Kürsüde ana muhalefet lideri Bill Shorten konuşma yaparken sahneye çevreciler ellerinde flamaları ve afişleriyle fırlıyorlar. Sahneyi işgal ediyorlar.
Shorten onların eylemlerinin bitmesi için konuşmasını kesip beklemeye koyuluyor.
Eylemciye “Şu flamanı bana ver. Teşekkür ederim, artık sesinizi duyurdunuz, buradan ayrılabilirsiniz” diyor.
Eylemci eylemine devam etmekte ısrar ediyor; ana muhalefet lideri; “Ben beş yıldır bekliyorum, her halde bundan sonra beş dakika daha bekleyebilirim” diye espiri yapıyor. Eylemcinin bitirmesini bekliyor.
Salonda oturma düzeni gözüme çarpıyor. Delegeler, senatörler, eyalet bakanları, milletvekilileri hep beraber karışık şekilde sıradan sandalyelerde otururken, izleyiciler ve dâvetliler, üst bölümde konforlu koltuklarda yerini almışlar.
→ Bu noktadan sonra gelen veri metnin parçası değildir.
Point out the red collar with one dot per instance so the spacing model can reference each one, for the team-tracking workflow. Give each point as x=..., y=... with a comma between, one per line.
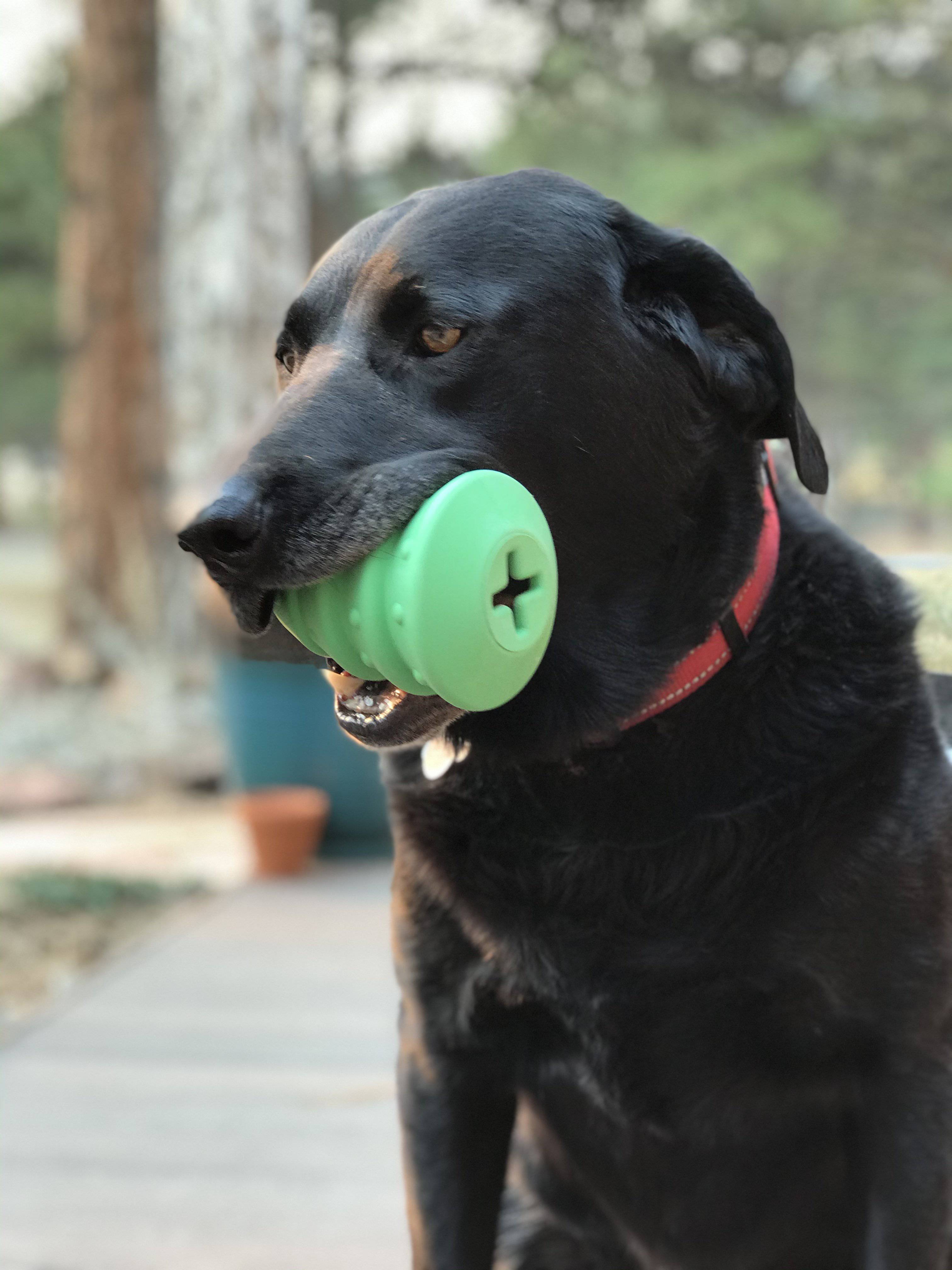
x=729, y=634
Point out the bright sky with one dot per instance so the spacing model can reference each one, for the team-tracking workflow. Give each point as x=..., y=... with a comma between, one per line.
x=32, y=36
x=454, y=113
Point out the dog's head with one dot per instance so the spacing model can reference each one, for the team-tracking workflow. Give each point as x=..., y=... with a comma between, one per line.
x=624, y=374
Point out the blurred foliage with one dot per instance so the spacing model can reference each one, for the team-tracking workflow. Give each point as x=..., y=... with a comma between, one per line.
x=31, y=196
x=813, y=145
x=59, y=892
x=810, y=143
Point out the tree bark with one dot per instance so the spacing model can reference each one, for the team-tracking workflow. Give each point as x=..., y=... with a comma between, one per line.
x=111, y=423
x=235, y=218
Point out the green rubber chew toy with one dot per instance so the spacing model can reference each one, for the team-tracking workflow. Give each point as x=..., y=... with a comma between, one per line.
x=460, y=603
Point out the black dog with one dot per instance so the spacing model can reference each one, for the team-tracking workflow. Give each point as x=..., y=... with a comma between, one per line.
x=675, y=995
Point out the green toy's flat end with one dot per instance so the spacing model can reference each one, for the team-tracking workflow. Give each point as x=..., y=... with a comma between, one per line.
x=461, y=603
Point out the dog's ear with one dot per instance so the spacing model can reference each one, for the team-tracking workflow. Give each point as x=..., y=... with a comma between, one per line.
x=685, y=291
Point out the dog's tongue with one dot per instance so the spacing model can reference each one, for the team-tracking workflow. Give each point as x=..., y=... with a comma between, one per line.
x=344, y=684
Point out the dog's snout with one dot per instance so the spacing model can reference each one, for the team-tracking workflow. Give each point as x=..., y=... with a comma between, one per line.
x=228, y=530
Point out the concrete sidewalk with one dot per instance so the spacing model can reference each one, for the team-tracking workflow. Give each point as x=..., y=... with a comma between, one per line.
x=220, y=1100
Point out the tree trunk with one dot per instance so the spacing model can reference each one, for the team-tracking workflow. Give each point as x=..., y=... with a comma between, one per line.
x=235, y=219
x=111, y=423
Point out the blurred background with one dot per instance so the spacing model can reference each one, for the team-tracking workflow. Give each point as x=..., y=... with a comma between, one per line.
x=169, y=171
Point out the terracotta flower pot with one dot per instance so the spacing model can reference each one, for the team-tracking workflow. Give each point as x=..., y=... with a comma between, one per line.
x=287, y=823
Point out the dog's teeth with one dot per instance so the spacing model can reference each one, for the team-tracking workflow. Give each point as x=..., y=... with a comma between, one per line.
x=344, y=685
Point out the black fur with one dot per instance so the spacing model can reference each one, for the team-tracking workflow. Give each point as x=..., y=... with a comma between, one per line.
x=676, y=996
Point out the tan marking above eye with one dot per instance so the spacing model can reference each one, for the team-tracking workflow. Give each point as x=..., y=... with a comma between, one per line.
x=441, y=340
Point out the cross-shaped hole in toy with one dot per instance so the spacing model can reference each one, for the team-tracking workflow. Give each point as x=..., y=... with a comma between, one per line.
x=513, y=588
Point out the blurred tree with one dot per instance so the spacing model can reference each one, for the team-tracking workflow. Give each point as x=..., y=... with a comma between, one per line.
x=31, y=196
x=111, y=421
x=234, y=219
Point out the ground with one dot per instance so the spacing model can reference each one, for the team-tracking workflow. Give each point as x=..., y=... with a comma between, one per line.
x=220, y=1099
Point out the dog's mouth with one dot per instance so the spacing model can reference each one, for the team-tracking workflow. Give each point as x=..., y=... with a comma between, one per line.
x=367, y=703
x=377, y=713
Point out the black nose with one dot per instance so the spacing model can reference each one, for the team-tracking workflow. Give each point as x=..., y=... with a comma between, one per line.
x=228, y=530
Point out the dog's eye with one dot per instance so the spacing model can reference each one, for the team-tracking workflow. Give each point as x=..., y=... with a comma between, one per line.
x=441, y=340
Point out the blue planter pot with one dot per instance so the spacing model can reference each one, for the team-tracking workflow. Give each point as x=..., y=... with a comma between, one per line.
x=281, y=731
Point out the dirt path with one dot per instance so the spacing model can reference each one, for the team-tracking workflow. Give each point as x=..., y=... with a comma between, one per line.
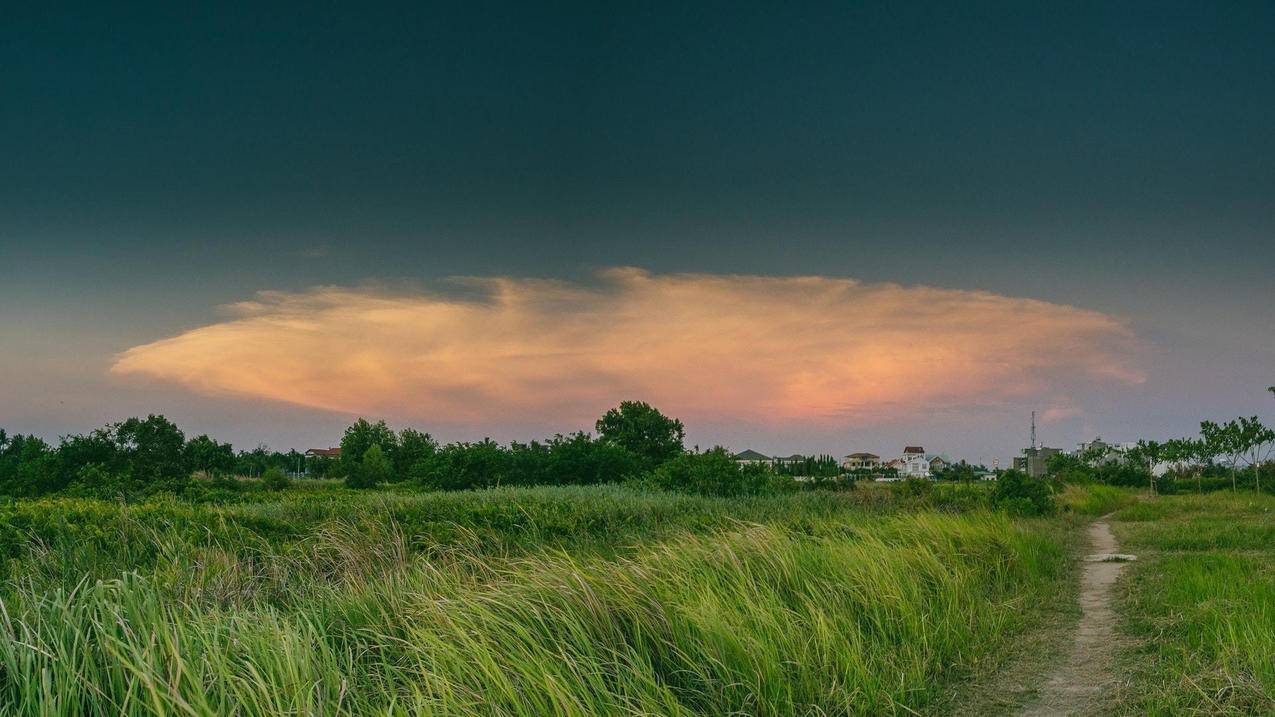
x=1083, y=680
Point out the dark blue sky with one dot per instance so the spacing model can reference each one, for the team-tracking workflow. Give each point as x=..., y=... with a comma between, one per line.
x=160, y=161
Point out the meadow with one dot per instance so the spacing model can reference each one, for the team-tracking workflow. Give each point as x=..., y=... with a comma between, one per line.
x=1199, y=605
x=596, y=600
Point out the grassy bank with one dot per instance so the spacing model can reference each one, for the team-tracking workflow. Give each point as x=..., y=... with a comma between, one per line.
x=594, y=601
x=1200, y=602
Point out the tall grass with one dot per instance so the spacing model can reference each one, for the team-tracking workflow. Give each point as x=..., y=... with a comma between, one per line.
x=828, y=616
x=1201, y=601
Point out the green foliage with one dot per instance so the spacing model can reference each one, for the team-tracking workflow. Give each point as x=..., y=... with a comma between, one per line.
x=913, y=489
x=1020, y=494
x=276, y=479
x=372, y=470
x=153, y=450
x=361, y=436
x=1200, y=601
x=644, y=431
x=715, y=472
x=357, y=615
x=209, y=456
x=415, y=450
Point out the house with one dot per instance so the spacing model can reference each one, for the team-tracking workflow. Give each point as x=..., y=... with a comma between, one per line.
x=1034, y=461
x=914, y=465
x=939, y=463
x=891, y=470
x=861, y=462
x=751, y=457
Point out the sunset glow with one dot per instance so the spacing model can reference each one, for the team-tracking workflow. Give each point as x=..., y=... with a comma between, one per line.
x=814, y=348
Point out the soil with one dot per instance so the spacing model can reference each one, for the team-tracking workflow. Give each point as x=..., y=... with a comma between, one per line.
x=1084, y=681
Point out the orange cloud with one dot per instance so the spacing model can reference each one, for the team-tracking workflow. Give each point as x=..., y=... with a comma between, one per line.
x=773, y=348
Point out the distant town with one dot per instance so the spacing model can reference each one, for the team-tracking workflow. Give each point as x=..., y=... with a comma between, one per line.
x=914, y=462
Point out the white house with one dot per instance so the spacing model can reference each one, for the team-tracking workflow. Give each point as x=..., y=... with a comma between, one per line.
x=751, y=457
x=914, y=465
x=861, y=462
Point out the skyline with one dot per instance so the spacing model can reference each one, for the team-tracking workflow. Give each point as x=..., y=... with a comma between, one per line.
x=1108, y=167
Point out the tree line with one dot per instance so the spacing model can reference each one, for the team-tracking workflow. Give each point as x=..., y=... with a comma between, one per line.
x=139, y=457
x=1229, y=454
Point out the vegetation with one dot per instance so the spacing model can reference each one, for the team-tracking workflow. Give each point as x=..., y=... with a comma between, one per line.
x=514, y=601
x=1201, y=605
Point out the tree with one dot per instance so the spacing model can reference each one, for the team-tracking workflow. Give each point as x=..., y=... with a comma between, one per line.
x=415, y=449
x=208, y=456
x=153, y=449
x=371, y=471
x=1149, y=452
x=1255, y=443
x=644, y=431
x=276, y=479
x=963, y=472
x=1224, y=440
x=361, y=436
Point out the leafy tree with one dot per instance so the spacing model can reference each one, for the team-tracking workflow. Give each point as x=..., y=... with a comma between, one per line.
x=27, y=467
x=1183, y=450
x=415, y=450
x=153, y=449
x=209, y=456
x=640, y=429
x=1020, y=494
x=715, y=472
x=371, y=471
x=97, y=448
x=361, y=436
x=460, y=466
x=582, y=459
x=1256, y=443
x=1224, y=440
x=276, y=479
x=1149, y=453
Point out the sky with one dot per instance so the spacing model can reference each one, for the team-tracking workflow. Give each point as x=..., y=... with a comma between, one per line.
x=812, y=229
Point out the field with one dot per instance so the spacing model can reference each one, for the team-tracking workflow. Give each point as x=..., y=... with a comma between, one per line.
x=532, y=601
x=608, y=600
x=1200, y=605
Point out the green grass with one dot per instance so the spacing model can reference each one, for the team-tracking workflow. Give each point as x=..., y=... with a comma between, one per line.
x=1201, y=604
x=546, y=601
x=1095, y=499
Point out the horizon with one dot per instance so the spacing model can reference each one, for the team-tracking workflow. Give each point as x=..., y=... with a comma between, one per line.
x=819, y=230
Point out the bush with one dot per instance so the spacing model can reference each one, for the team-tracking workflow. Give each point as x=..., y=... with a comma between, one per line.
x=1019, y=494
x=371, y=471
x=274, y=479
x=715, y=472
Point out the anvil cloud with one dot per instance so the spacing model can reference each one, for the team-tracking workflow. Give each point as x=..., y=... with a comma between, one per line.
x=825, y=350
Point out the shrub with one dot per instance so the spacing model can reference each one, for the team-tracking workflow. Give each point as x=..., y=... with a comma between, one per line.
x=274, y=479
x=371, y=471
x=913, y=489
x=1020, y=494
x=715, y=472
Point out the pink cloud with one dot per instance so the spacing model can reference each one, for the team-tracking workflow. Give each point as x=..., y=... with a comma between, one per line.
x=764, y=348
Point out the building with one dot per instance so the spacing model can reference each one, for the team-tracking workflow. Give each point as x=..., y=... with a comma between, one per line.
x=914, y=465
x=751, y=457
x=939, y=463
x=861, y=462
x=1034, y=461
x=1099, y=450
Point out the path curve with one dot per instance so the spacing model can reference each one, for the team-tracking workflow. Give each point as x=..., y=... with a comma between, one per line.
x=1084, y=680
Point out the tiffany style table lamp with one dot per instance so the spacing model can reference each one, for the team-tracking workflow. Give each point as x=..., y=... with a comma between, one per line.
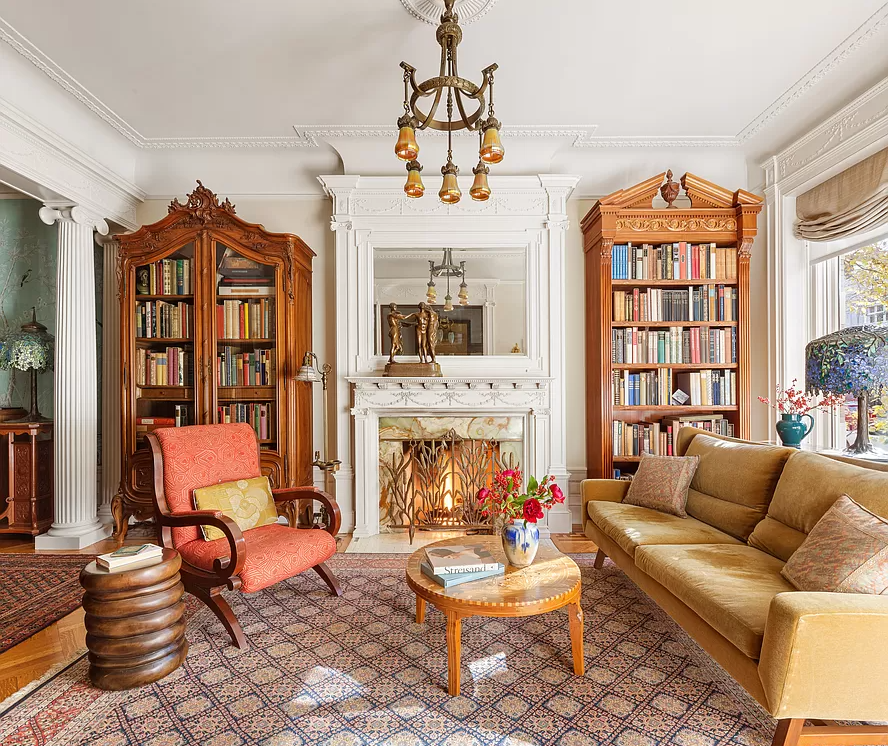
x=30, y=349
x=851, y=361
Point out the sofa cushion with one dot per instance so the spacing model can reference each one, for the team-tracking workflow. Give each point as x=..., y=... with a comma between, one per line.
x=734, y=482
x=631, y=526
x=846, y=552
x=729, y=586
x=809, y=486
x=661, y=483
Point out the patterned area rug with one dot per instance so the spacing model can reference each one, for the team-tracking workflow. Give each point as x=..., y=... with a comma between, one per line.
x=358, y=670
x=35, y=591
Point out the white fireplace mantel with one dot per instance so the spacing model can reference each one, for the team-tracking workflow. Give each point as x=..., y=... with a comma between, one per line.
x=527, y=213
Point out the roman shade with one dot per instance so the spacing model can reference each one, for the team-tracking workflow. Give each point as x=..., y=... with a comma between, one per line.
x=852, y=202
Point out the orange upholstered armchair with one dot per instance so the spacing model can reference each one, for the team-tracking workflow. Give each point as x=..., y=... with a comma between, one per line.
x=187, y=458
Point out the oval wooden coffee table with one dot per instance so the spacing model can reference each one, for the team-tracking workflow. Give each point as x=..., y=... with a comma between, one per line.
x=551, y=582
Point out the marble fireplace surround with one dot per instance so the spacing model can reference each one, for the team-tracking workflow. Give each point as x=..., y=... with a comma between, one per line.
x=374, y=398
x=525, y=213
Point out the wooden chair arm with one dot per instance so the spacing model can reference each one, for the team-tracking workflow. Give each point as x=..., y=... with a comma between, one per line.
x=225, y=567
x=287, y=494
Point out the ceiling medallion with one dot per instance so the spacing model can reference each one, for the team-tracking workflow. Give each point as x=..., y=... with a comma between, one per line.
x=430, y=10
x=470, y=103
Ne yalan söyleyeyim ben bu işe biraz da bozuldum hani!
İki gündür gözlemliyorum.
Kahve almak için sırada bekleyen kişilere bakıyorum, eyalet bakanı, federal milletvekilleri, senatörler. Kimseye imtiyaz yok, kimse de imtiyaz beklemiyor zaten.
Galiba demokrasi denilen şey; protestocu gençlerin dediği gibi “demokrasi işte budur ve buna benzer” olsa gerek.